22.4 - Simulating Observations

Now that we've learned the mechanics of the distribution function and change-of-variable techniques to find the p.d.f. of a transformation of a random variable, we'll now turn our attention for a few minutes to an application of the distribution function technique. In doing so, we'll learn how statistical software, such as Minitab or SAS, generates (or "simulates") 1000 random numbers that follow a particular probability distribution. More specifically, we'll explore how statistical software simulates, say, 1000 random numbers from an exponential distribution with mean \(\theta=5\).

The Idea Section

If we take a look at the cumulative distribution function of an exponential random variable with a mean of \(\theta=5\):

the idea might just jump out at us. You might notice that the cumulative distribution function \(F(x)\) is a number (a cumulative probability, in fact!) between 0 and 1. So, one strategy we might use to generate a 1000 numbers following an exponential distribution with a mean of 5 is:

Generate a \(Y\sim U(0,1)\) random number. That is, generate a number between 0 and 1 such that each number between 0 and 1 is equally likely.
Then, use the inverse of \(Y=F(x)\) to get a random number \(X=F^{-1}(y)\) whose distribution function is \(F(x)\). This is, in fact, illustrated on the graph. If \(F(x)=0.8\), for example, then the inverse \(X\) is about 8.
Repeat steps 1 and 2 one thousand times.

By looking at the graph, you should get the idea, by using this strategy, that the shape of the distribution function dictates the probability distribution of the resulting \(X\) values. In this case, the steepness of the curve up to about \(F(x)=0.8\) suggests that most of the \(X\) values will be less than 8. That's what the probability density function of an exponential random variable with a mean of 5 suggests should happen:

We can even do the calculation, of course, to illustrate this point. If \(X\) is an exponential random variable with a mean of 5, then:

\(P(X<8)=1-P(X>8)=1-e^{-8/5}=0.80\)

A theorem (naturally!) formalizes our idea of how to simulate random numbers following a particular probability distribution.

Theorem

Let \(Y\sim U(0,1)\). Let \(F(x)\) have the properties of a distribution function of the continuous type with \(F(a)=0\) and \(F(b)=1\). Suppose that \(F(x)\) is strictly increasing on the support \(a<x<b\), where \(a\) and \(b\) could be \(-\infty\) and \(\infty\), respectively. Then, the random variable \(X\) defined by:

\(X=F^{-1}(Y)\)

is a continuous random variable with cumulative distribution function \(F(x)\).

Proof.

In order to prove the theorem, we need to show that the cumulative distribution function of \(X\) is \(F(x)\). That is, we need to show:

\(P(X\leq x)=F(x)\)

It turns out that the proof is a one-liner! Here it is:

\(P(X\leq x)=P(F^{-1}(Y)\leq x)=P(Y \leq F(x))=F(x)\)
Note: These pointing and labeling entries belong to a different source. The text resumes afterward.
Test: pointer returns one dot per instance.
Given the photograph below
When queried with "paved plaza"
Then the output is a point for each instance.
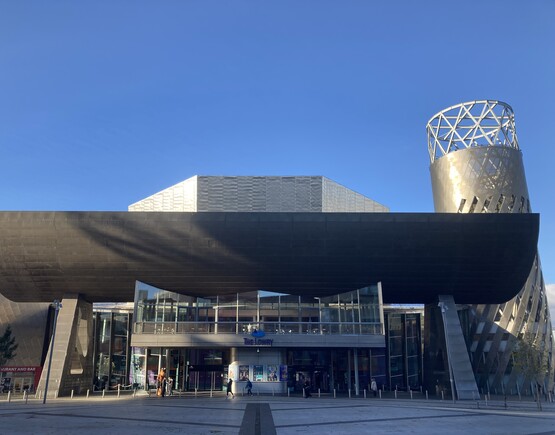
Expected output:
(202, 414)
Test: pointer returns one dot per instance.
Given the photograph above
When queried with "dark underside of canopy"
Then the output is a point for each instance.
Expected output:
(478, 258)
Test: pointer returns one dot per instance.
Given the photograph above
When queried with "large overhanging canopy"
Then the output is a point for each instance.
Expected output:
(478, 258)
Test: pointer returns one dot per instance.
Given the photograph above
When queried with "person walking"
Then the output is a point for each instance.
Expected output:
(161, 383)
(229, 388)
(306, 389)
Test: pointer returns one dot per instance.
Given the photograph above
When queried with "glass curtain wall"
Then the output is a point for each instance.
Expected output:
(112, 351)
(162, 312)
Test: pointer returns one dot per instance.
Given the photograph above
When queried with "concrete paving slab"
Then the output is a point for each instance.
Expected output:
(281, 415)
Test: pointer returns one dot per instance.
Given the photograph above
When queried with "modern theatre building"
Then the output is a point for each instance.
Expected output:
(281, 280)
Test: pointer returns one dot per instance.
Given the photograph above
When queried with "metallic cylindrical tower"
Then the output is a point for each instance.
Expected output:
(476, 167)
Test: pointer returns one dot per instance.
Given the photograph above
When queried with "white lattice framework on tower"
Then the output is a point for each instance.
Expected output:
(466, 125)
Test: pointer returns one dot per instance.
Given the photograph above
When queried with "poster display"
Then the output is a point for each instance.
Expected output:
(243, 372)
(272, 373)
(258, 373)
(283, 373)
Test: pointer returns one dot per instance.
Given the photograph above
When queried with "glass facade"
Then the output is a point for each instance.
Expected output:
(112, 352)
(162, 312)
(404, 350)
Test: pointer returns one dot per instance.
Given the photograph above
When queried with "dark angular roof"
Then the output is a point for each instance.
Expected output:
(478, 258)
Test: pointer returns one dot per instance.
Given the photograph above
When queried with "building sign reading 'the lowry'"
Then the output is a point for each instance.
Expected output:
(258, 341)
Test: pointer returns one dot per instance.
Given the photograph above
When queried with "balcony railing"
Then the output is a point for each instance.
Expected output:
(269, 328)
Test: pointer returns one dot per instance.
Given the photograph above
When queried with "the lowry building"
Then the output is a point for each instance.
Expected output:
(279, 279)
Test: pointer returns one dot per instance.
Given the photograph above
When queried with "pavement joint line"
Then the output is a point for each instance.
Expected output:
(375, 420)
(134, 419)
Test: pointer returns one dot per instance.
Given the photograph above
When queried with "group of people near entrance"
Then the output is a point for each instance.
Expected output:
(164, 385)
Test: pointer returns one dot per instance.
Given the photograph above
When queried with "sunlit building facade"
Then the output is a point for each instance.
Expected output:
(476, 167)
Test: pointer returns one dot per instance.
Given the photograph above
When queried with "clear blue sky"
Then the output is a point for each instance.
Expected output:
(103, 103)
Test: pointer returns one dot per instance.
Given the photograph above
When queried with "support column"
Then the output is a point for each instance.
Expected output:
(72, 362)
(357, 388)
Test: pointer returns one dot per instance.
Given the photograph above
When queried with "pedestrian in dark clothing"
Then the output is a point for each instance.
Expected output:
(306, 389)
(229, 386)
(374, 387)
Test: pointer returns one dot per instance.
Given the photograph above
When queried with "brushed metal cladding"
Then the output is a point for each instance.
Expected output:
(258, 194)
(415, 255)
(477, 167)
(480, 180)
(29, 327)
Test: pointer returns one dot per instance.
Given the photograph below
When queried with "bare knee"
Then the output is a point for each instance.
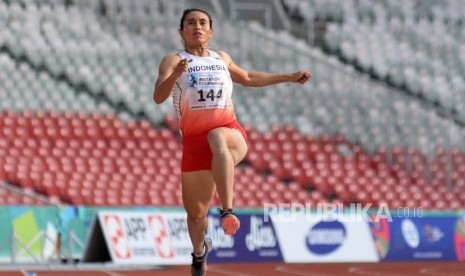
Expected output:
(196, 219)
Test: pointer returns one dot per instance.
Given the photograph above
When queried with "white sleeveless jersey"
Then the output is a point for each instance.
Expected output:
(202, 96)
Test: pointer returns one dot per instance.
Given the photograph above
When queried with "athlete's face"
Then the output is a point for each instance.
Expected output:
(196, 28)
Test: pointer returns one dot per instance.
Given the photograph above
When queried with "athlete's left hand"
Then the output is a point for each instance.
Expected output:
(301, 76)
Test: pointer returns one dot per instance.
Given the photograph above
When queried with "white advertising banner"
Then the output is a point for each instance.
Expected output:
(146, 238)
(307, 239)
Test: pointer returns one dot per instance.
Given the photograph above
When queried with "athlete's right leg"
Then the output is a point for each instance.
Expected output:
(198, 189)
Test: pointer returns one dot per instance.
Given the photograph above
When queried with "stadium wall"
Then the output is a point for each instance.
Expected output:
(147, 235)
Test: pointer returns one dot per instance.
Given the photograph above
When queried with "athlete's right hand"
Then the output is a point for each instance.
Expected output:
(181, 67)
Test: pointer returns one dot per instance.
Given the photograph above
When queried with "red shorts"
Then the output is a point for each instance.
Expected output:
(196, 153)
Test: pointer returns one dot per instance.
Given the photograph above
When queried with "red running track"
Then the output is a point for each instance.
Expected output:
(278, 269)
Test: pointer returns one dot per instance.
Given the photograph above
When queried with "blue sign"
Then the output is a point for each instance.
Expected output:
(325, 237)
(420, 238)
(255, 241)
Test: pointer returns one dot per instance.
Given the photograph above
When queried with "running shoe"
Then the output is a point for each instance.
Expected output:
(199, 264)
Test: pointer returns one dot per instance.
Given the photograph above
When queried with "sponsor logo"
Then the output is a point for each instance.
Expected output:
(119, 246)
(433, 233)
(410, 233)
(259, 236)
(325, 237)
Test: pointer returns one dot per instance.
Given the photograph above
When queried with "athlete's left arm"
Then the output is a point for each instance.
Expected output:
(257, 79)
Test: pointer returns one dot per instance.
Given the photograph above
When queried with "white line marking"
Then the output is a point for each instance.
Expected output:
(361, 271)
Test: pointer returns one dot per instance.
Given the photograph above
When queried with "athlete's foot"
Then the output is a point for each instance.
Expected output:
(199, 264)
(229, 221)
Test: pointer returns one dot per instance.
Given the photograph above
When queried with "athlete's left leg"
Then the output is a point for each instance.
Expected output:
(228, 148)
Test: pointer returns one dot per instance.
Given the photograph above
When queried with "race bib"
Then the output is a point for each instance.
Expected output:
(208, 90)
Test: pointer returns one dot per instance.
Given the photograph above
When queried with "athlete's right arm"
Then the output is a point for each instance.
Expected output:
(171, 68)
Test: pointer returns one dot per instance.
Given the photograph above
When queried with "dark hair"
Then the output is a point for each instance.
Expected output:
(186, 12)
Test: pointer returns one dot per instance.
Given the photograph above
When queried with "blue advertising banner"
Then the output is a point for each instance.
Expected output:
(255, 241)
(418, 238)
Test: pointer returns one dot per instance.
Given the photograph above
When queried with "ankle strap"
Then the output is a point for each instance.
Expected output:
(225, 212)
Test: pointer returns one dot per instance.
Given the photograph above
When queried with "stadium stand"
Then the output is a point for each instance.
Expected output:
(78, 123)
We've set out to prove what we intended, namely that:

\(P(X\leq x)=F(x)\)

Well, okay, maybe some explanation is needed! The first equality in the one-line proof holds, because:

\(X=F^{-1}(Y)\)

Then, the second equality holds because of the red portion of this graph:

That is, when:

\(F^{-1}(Y)\leq x\)

is true, so is

\(Y \leq F(x)\)

Finally, the last equality holds because it is assumed that \(Y\) is a uniform(0, 1) random variable, and therefore the probability that \(Y\) is less than or equal to some \(y\) is, in fact, \(y\) itself:

\(P(Y\leq y)=F(y)=\int_0^y dt=y\)

That means that the probability that \(Y\) is less than or equal to some \(F(x)\) is, in fact, \(F(x)\) itself:

\(P(Y \leq F(x))=F(x)\)

Our one-line proof is complete!

Example 22-5 Section

A student randomly draws the following three uniform(0, 1) numbers:

0.2

0.5

0.9

Use the three uniform(0,1) numbers to generate three random numbers that follow an exponential distribution with mean \(\theta=5\).

Solution

The cumulative distribution function of an exponential random variable with a mean of 5 is:

\(y=F(x)=1-e^{-x/5}\)

for \(0\le x<\infty\). We need to invert the cumulative distribution function, that is, solve for \(x\), in order to be able to determine the exponential(5) random numbers. Manipulating the above equation a bit, we get:

\(1-y=e^{-x/5}\)

Then, taking the natural log of both sides, we get:

\(\text{log}(1-y)=-\dfrac{x}{5}\)

And, multiplying both sides by −5, we get:

\(x=-5\text{log}(1-y)\)

for \(0<y<1\). Now, it's just a matter of inserting the student's three random U(0,1) numbers into the above equation to get our three exponential(5) random numbers:

If \(y=0.2\), we get \(x=1.1\)
If \(y=0.5\), we get \(x=3.5\)
If \(y=0.9\), we get \(x=11.5\)

We would simply continue the same process — that is, generating \(y\), a random U(0,1) number, inserting y into the above equation, and solving for \(x\) — 997 more times if we wanted to generate 1000 exponential(5) random numbers. Of course, we wouldn't really do it by hand, but rather let statistical software do it for us. At least we now understand how random number generation works!